Tuesday, October 09, 2007

Skeleton Driver Covers

I’ve cast my eyes over countless comic book covers throughout that last 35 years and certain patterns have revealed themselves to me. This is how I came to have establish a series of comic book cover subgenres. One of my latest discoveries, and one of my favourites, are covers featuring a skeleton driving a vehicle. It’s such great gimmick, but also sufficiently strange, and I am a bit surprised to see how often it has been used.

Let’s start off with this classic Lee Elias cover from Witches Tales #20. Those of you who have read my on-line ramblings know that I never met an Elias cover that I didn’t like. This one may be the granddaddy of all Skeleton Driver covers. There are two things I really love about this cover: 1) the perspective is pretty original, as we only see the driver as a reflection in the windshield (does that make us the skeleton?) and 2) he’s wearing a fedora. Just because you’re a skeleton, doesn’t mean you can’t have a sense of style.

Mysterious Adventures was a short-lived title from a short-lived publisher (Story Comics) that featured skeletons on the majority of its covers. It was almost inevitable that they’d publish a Skeleton Driver cover, but they also made sure that the car on the cover to Mysterious Adventures #19 was packed with more skeletons than a politician’s closet. I am sure that this one freaked out a few parents back in the early 50s – but perhaps they should have noticed that it has a very strong anti-drunk driving message. Fairly novel for that era, I’d imagine.

With this cover from Beyond #3, we move the highways to the skyways. I’m not sure what discount airline these two guys work for, but I’m sure the passengers wish they’d gone with something more reputable. Although I know it’s not very realistic, I really like the green glow giving to these skeletons – this colour tone was used for many horror covers. Another wonderful thing about this cover is that this stewardess (sorry, flight attendant) is so unbelievably cheery that she isn’t at all fazed by the fact that skeletons are flying the plane.
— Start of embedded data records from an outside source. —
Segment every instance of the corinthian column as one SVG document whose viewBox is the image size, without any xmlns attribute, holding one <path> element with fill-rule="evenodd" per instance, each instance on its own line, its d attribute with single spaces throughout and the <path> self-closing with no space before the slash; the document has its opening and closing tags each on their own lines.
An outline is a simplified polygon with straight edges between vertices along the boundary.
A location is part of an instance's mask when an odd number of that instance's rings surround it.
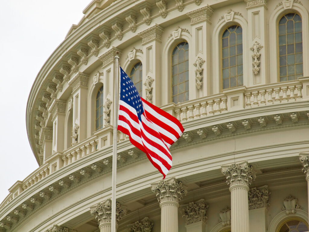
<svg viewBox="0 0 309 232">
<path fill-rule="evenodd" d="M 178 202 L 186 195 L 187 190 L 175 177 L 151 185 L 161 208 L 161 232 L 178 232 Z"/>
<path fill-rule="evenodd" d="M 118 202 L 116 202 L 116 227 L 118 227 L 119 221 L 125 214 L 126 210 Z M 108 199 L 91 208 L 90 213 L 95 216 L 98 220 L 100 232 L 112 231 L 112 200 Z"/>
<path fill-rule="evenodd" d="M 248 232 L 248 191 L 249 186 L 256 177 L 255 172 L 247 161 L 222 165 L 221 168 L 231 192 L 232 232 Z"/>
<path fill-rule="evenodd" d="M 305 173 L 307 181 L 307 187 L 308 199 L 308 208 L 309 209 L 309 153 L 299 153 L 299 160 L 303 165 L 303 172 Z"/>
</svg>

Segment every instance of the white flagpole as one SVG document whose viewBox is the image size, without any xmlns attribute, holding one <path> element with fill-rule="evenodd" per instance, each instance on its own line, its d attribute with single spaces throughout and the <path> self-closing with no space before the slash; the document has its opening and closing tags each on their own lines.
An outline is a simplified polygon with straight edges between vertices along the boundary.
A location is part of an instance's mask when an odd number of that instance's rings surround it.
<svg viewBox="0 0 309 232">
<path fill-rule="evenodd" d="M 116 172 L 117 169 L 117 127 L 119 90 L 119 58 L 115 56 L 115 94 L 114 95 L 114 130 L 113 131 L 113 162 L 112 174 L 112 232 L 116 232 Z"/>
</svg>

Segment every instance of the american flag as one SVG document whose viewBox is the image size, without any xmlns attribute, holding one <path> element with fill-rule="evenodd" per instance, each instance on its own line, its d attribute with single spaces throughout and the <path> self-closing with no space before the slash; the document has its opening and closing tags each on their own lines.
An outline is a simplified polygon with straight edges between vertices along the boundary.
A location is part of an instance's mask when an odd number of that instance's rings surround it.
<svg viewBox="0 0 309 232">
<path fill-rule="evenodd" d="M 176 118 L 141 97 L 121 67 L 120 79 L 117 129 L 146 153 L 164 179 L 172 166 L 169 148 L 181 136 L 184 128 Z"/>
</svg>

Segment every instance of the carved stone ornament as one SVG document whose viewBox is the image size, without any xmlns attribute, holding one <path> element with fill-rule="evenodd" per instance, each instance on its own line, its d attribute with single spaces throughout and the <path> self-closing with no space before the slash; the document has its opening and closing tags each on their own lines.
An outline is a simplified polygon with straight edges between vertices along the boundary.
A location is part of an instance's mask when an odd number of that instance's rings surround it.
<svg viewBox="0 0 309 232">
<path fill-rule="evenodd" d="M 220 211 L 219 215 L 220 217 L 219 222 L 222 223 L 222 226 L 225 226 L 231 224 L 231 208 L 226 206 Z"/>
<path fill-rule="evenodd" d="M 210 6 L 207 5 L 206 6 L 187 13 L 187 15 L 191 19 L 191 24 L 205 21 L 211 23 L 210 18 L 213 14 L 214 10 Z"/>
<path fill-rule="evenodd" d="M 140 221 L 137 221 L 133 224 L 129 225 L 129 232 L 152 232 L 154 224 L 146 217 Z"/>
<path fill-rule="evenodd" d="M 160 204 L 167 201 L 178 203 L 188 192 L 182 183 L 175 177 L 153 183 L 151 186 L 151 191 L 156 194 Z"/>
<path fill-rule="evenodd" d="M 285 210 L 287 214 L 290 214 L 295 213 L 296 209 L 301 209 L 302 208 L 303 208 L 298 204 L 298 199 L 294 196 L 290 195 L 283 200 L 283 207 L 281 209 Z"/>
<path fill-rule="evenodd" d="M 204 69 L 202 67 L 202 66 L 205 62 L 205 61 L 203 58 L 199 56 L 193 64 L 193 65 L 196 67 L 195 70 L 195 73 L 196 74 L 195 79 L 196 80 L 196 88 L 198 89 L 201 88 L 202 86 L 202 82 L 201 81 L 203 79 L 203 71 Z"/>
<path fill-rule="evenodd" d="M 186 219 L 186 226 L 195 222 L 203 222 L 206 223 L 207 220 L 207 209 L 208 205 L 204 199 L 195 203 L 190 202 L 181 208 L 182 217 Z"/>
<path fill-rule="evenodd" d="M 150 103 L 152 103 L 152 87 L 151 85 L 154 81 L 154 79 L 150 76 L 148 76 L 146 79 L 146 81 L 144 83 L 144 85 L 146 86 L 145 90 L 146 91 L 146 100 Z"/>
<path fill-rule="evenodd" d="M 104 201 L 98 203 L 95 208 L 91 209 L 90 213 L 95 216 L 99 225 L 104 223 L 112 222 L 112 200 L 108 199 Z M 120 203 L 116 202 L 116 224 L 127 213 L 126 210 Z"/>
<path fill-rule="evenodd" d="M 76 123 L 75 123 L 73 130 L 72 130 L 72 136 L 71 137 L 73 139 L 72 145 L 76 144 L 78 142 L 78 129 L 79 126 Z"/>
<path fill-rule="evenodd" d="M 226 23 L 231 22 L 233 21 L 234 18 L 234 16 L 235 15 L 240 16 L 243 18 L 243 15 L 239 12 L 235 12 L 233 11 L 231 9 L 229 9 L 227 10 L 227 11 L 226 13 L 223 15 L 219 19 L 218 22 L 218 23 L 223 19 L 224 19 Z"/>
<path fill-rule="evenodd" d="M 239 164 L 232 164 L 229 167 L 222 165 L 222 173 L 226 177 L 226 183 L 231 187 L 235 185 L 247 187 L 256 177 L 253 167 L 246 161 Z"/>
<path fill-rule="evenodd" d="M 248 193 L 249 210 L 267 207 L 270 195 L 267 185 L 251 188 Z"/>
<path fill-rule="evenodd" d="M 104 121 L 105 122 L 104 124 L 104 126 L 108 126 L 109 125 L 110 122 L 111 118 L 110 117 L 111 114 L 111 105 L 112 104 L 112 101 L 108 98 L 106 98 L 105 101 L 105 103 L 103 105 L 103 108 L 104 110 L 103 113 L 104 113 Z"/>
<path fill-rule="evenodd" d="M 155 40 L 161 42 L 161 36 L 163 33 L 163 29 L 160 26 L 156 24 L 155 26 L 145 30 L 138 34 L 142 39 L 142 45 Z"/>
<path fill-rule="evenodd" d="M 93 84 L 95 84 L 98 83 L 100 77 L 103 75 L 103 72 L 100 72 L 99 71 L 97 71 L 95 75 L 93 76 Z"/>
<path fill-rule="evenodd" d="M 260 68 L 259 67 L 259 65 L 260 62 L 260 58 L 261 56 L 261 54 L 259 53 L 259 52 L 263 47 L 259 42 L 256 41 L 253 45 L 250 48 L 250 49 L 253 52 L 253 55 L 252 55 L 252 57 L 253 58 L 253 62 L 252 64 L 253 65 L 253 71 L 254 74 L 256 75 L 257 74 L 260 70 Z"/>
<path fill-rule="evenodd" d="M 299 160 L 303 165 L 302 171 L 306 175 L 306 179 L 309 179 L 309 154 L 301 153 L 299 154 Z"/>
</svg>

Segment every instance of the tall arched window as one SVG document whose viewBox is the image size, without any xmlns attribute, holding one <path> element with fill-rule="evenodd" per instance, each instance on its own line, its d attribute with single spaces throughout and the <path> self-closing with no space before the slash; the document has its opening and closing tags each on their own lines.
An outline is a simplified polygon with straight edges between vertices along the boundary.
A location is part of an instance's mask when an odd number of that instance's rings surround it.
<svg viewBox="0 0 309 232">
<path fill-rule="evenodd" d="M 222 35 L 222 88 L 243 84 L 243 30 L 233 25 Z"/>
<path fill-rule="evenodd" d="M 278 232 L 305 232 L 308 231 L 308 227 L 303 221 L 298 219 L 293 219 L 283 223 Z"/>
<path fill-rule="evenodd" d="M 95 102 L 95 130 L 103 128 L 103 86 L 98 91 Z"/>
<path fill-rule="evenodd" d="M 138 93 L 141 96 L 142 96 L 142 92 L 143 89 L 142 85 L 142 71 L 143 67 L 142 65 L 142 62 L 139 62 L 132 68 L 131 71 L 130 72 L 130 76 L 129 77 L 134 84 L 134 85 L 136 87 L 136 89 L 138 91 Z"/>
<path fill-rule="evenodd" d="M 283 15 L 278 25 L 280 81 L 303 75 L 302 19 L 297 14 Z"/>
<path fill-rule="evenodd" d="M 189 45 L 180 43 L 172 53 L 172 101 L 189 100 Z"/>
</svg>

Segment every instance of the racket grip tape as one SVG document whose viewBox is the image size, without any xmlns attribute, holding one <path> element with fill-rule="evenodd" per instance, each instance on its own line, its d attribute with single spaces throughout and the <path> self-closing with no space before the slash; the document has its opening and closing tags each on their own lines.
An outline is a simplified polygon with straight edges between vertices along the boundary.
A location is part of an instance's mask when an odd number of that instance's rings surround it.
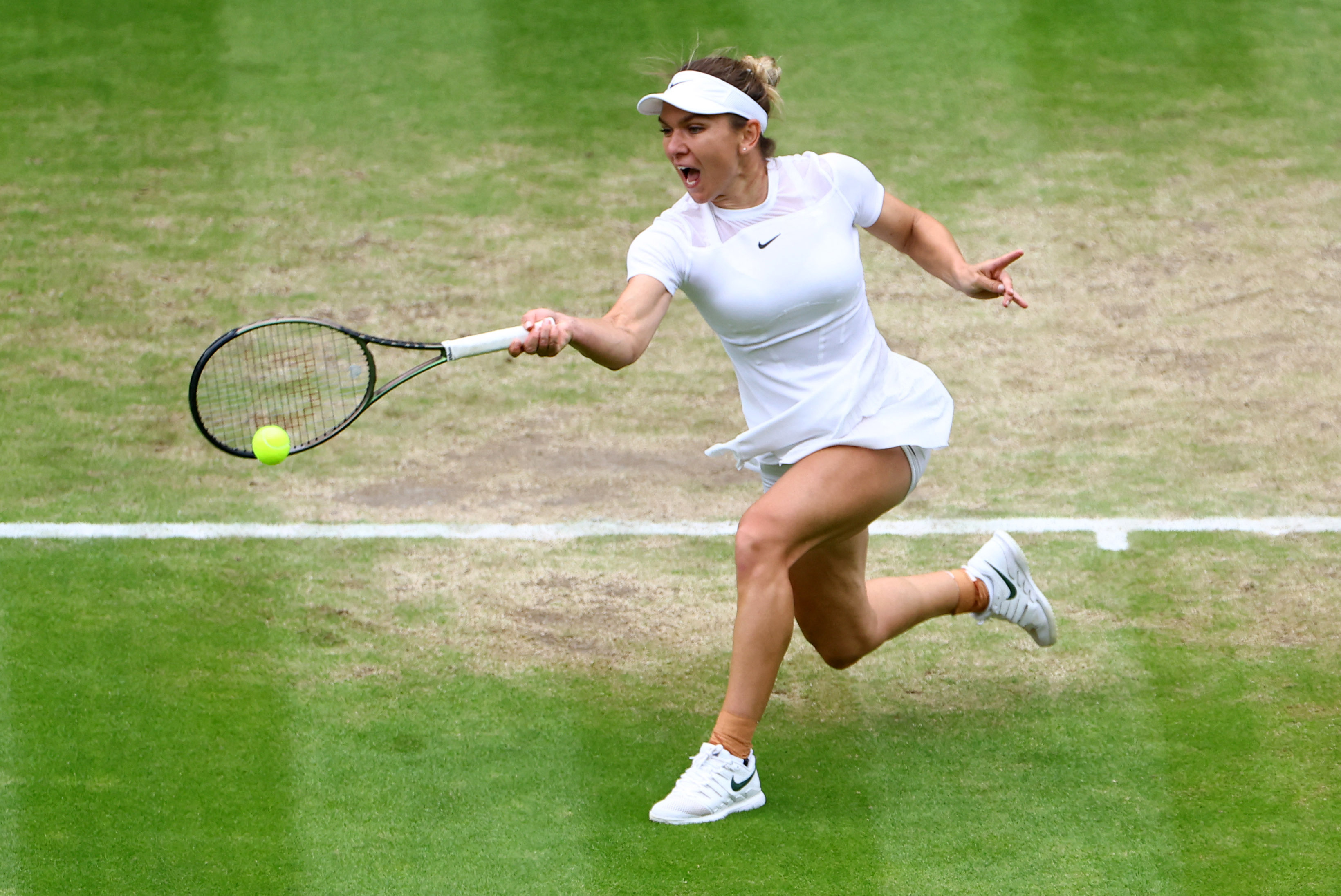
<svg viewBox="0 0 1341 896">
<path fill-rule="evenodd" d="M 515 339 L 524 339 L 526 334 L 526 327 L 491 330 L 489 333 L 476 333 L 460 339 L 448 339 L 443 343 L 443 347 L 447 349 L 448 361 L 460 361 L 461 358 L 471 358 L 477 354 L 502 351 L 512 345 Z"/>
</svg>

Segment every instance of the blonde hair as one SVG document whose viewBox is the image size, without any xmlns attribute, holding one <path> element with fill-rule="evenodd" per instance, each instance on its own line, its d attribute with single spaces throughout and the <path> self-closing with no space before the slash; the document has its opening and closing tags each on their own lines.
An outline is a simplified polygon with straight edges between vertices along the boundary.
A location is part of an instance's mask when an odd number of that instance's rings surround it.
<svg viewBox="0 0 1341 896">
<path fill-rule="evenodd" d="M 728 55 L 728 50 L 719 50 L 699 59 L 691 59 L 676 71 L 701 71 L 713 78 L 720 78 L 750 99 L 755 101 L 771 117 L 774 110 L 782 109 L 782 97 L 778 94 L 778 82 L 782 79 L 782 67 L 772 56 L 740 56 Z M 746 126 L 746 119 L 740 115 L 727 113 L 736 130 Z M 759 152 L 764 158 L 771 158 L 778 152 L 778 144 L 771 137 L 759 137 Z"/>
</svg>

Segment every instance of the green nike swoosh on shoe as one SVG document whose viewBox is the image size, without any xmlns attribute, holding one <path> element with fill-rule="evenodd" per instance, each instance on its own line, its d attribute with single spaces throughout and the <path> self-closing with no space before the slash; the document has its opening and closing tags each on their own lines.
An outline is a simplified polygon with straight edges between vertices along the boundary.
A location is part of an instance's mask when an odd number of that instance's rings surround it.
<svg viewBox="0 0 1341 896">
<path fill-rule="evenodd" d="M 987 563 L 987 565 L 992 566 L 991 563 Z M 1019 594 L 1019 592 L 1015 590 L 1015 582 L 1010 581 L 1010 577 L 1006 573 L 1003 573 L 999 569 L 996 569 L 995 566 L 992 566 L 992 571 L 996 573 L 998 575 L 1000 575 L 1002 581 L 1006 582 L 1006 587 L 1010 589 L 1010 597 L 1007 597 L 1006 600 L 1007 601 L 1014 601 L 1015 596 Z"/>
</svg>

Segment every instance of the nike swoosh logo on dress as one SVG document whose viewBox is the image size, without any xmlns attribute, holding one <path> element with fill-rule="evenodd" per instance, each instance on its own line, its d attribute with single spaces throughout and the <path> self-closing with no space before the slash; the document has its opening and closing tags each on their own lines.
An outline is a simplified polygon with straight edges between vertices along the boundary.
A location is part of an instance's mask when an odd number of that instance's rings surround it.
<svg viewBox="0 0 1341 896">
<path fill-rule="evenodd" d="M 988 563 L 988 566 L 992 566 L 992 565 Z M 1006 600 L 1007 601 L 1014 601 L 1015 600 L 1015 594 L 1016 594 L 1016 592 L 1015 592 L 1015 582 L 1010 581 L 1010 578 L 1006 577 L 1006 573 L 1000 571 L 995 566 L 992 566 L 992 571 L 995 571 L 998 575 L 1000 575 L 1002 581 L 1006 582 L 1006 587 L 1010 589 L 1010 597 L 1007 597 Z"/>
</svg>

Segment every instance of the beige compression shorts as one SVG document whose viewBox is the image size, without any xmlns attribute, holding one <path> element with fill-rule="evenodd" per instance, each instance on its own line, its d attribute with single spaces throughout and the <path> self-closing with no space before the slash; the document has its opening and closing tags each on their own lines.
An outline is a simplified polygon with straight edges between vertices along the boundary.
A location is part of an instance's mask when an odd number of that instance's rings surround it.
<svg viewBox="0 0 1341 896">
<path fill-rule="evenodd" d="M 931 457 L 931 452 L 917 445 L 900 445 L 900 448 L 908 456 L 908 465 L 913 471 L 913 482 L 908 486 L 908 495 L 912 495 L 913 488 L 917 488 L 917 483 L 921 480 L 921 475 L 927 472 L 927 460 Z M 772 488 L 782 479 L 782 475 L 793 467 L 795 464 L 759 464 L 759 479 L 763 480 L 763 490 L 768 491 Z M 904 498 L 907 499 L 907 495 Z"/>
</svg>

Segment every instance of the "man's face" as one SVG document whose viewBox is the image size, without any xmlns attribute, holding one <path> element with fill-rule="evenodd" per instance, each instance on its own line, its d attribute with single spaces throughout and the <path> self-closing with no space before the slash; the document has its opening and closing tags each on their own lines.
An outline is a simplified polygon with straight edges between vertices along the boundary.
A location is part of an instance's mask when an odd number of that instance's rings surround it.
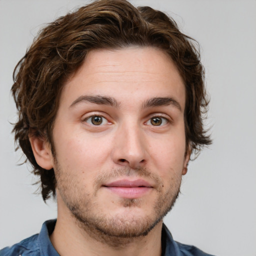
<svg viewBox="0 0 256 256">
<path fill-rule="evenodd" d="M 184 106 L 182 80 L 160 50 L 90 52 L 54 124 L 58 212 L 111 236 L 146 234 L 186 172 Z"/>
</svg>

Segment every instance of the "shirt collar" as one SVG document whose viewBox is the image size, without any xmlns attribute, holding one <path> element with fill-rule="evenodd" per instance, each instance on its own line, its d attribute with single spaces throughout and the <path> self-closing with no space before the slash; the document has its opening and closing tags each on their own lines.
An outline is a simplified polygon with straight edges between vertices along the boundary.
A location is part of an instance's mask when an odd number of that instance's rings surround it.
<svg viewBox="0 0 256 256">
<path fill-rule="evenodd" d="M 50 220 L 45 222 L 38 237 L 38 242 L 42 256 L 60 256 L 50 242 L 50 236 L 54 231 L 56 224 L 56 220 Z M 162 234 L 162 256 L 175 255 L 181 256 L 176 243 L 174 240 L 170 232 L 163 224 Z"/>
</svg>

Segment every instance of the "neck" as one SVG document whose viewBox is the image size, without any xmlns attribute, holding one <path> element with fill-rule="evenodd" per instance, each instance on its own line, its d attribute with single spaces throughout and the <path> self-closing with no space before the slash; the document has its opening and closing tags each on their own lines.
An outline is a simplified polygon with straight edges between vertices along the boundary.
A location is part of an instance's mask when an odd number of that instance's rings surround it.
<svg viewBox="0 0 256 256">
<path fill-rule="evenodd" d="M 60 214 L 50 239 L 62 256 L 116 255 L 160 256 L 162 222 L 146 236 L 136 238 L 111 236 L 78 222 L 70 214 Z"/>
</svg>

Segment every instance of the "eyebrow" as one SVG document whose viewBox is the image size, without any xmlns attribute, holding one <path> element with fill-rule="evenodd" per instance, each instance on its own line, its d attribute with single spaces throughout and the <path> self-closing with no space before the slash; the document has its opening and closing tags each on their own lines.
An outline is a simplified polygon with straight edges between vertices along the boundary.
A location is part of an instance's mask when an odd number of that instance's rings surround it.
<svg viewBox="0 0 256 256">
<path fill-rule="evenodd" d="M 108 96 L 102 96 L 100 95 L 88 96 L 82 95 L 75 100 L 71 104 L 70 108 L 72 108 L 79 103 L 82 102 L 89 102 L 94 104 L 108 105 L 114 108 L 118 108 L 120 103 L 116 100 Z M 154 97 L 146 100 L 142 104 L 142 108 L 146 108 L 153 106 L 163 106 L 172 105 L 180 110 L 182 111 L 182 107 L 180 103 L 172 97 Z"/>
<path fill-rule="evenodd" d="M 78 97 L 76 100 L 74 100 L 70 108 L 72 108 L 76 105 L 78 103 L 82 102 L 90 102 L 95 104 L 109 105 L 115 108 L 118 108 L 120 104 L 112 97 L 108 96 L 102 96 L 100 95 L 96 96 L 87 96 L 84 95 Z"/>
<path fill-rule="evenodd" d="M 143 104 L 143 108 L 152 106 L 163 106 L 172 105 L 182 111 L 182 107 L 180 103 L 172 97 L 155 97 L 146 100 Z"/>
</svg>

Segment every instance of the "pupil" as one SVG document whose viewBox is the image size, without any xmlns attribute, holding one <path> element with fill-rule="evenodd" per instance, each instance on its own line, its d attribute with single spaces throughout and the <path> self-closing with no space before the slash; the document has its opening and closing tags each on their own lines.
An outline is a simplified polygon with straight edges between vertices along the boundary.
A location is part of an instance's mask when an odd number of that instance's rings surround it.
<svg viewBox="0 0 256 256">
<path fill-rule="evenodd" d="M 98 126 L 102 122 L 102 118 L 100 116 L 94 116 L 92 122 L 96 126 Z"/>
<path fill-rule="evenodd" d="M 150 122 L 153 126 L 160 126 L 162 123 L 162 120 L 160 118 L 154 118 L 151 119 Z"/>
</svg>

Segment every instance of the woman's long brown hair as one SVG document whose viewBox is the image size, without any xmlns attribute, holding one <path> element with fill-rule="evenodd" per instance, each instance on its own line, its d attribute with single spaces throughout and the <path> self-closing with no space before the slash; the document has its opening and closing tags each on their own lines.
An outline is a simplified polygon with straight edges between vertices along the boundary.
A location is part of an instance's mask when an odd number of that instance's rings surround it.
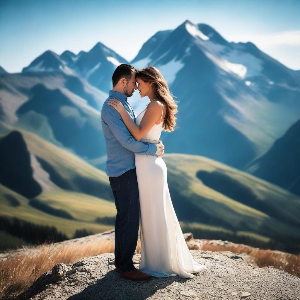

Here's another one of my favourites, the cover to Beware #9. I've never found the stories from this series to be particularly compelling (or well drawn for that matter) but this cover is a true classic. Check out the ship's captain - from the off-kilter cap to the stylish scarf, this guy is one sartorially sophisticated skeleton. As far as horror covers go, this one is pretty dialogue heavy, but what is most impressive is that the male water skier can talk while holding the ski rope in his mouth. Unlike the skeletons driving cars or flying planes, it is not clear to me how this skeleton plans on killing his victims from a ski boat. Perhaps he's driving around and around in an attempt to form the ultimate circle of death.


Along with horror comics in general, Skeleton Driver covers made a comeback in the 70s. Marvel published many reprint books in the early part of the decade, many with titles 'borrowed' from other publishers, including Beware, which featured a Skelton Driver cover for its second issue. Here we see how women's lib has influenced the subgenre as our chaffeur is woman, potentially scorned (a later killed?) by a lover. She has decided to exact revenge by taking out (in both sense of the term) Mr. Farrand. I'm certain that this guy regrets two things - 1) Not going with eHarmony and 2) Not fastening his seat belt.

That's it for now. I know that there are plenty of other Skeleton Driver covers out there (Unexpected #155 and Haunted Thrills #13 come to mind). I'm sure that the majority of them come from the horror genre, but if you find any others from any genre, be sure to let me know.

1 comment:

Chris said...

A bit too easy, but there are several series of Ghost Rider that capture that theme.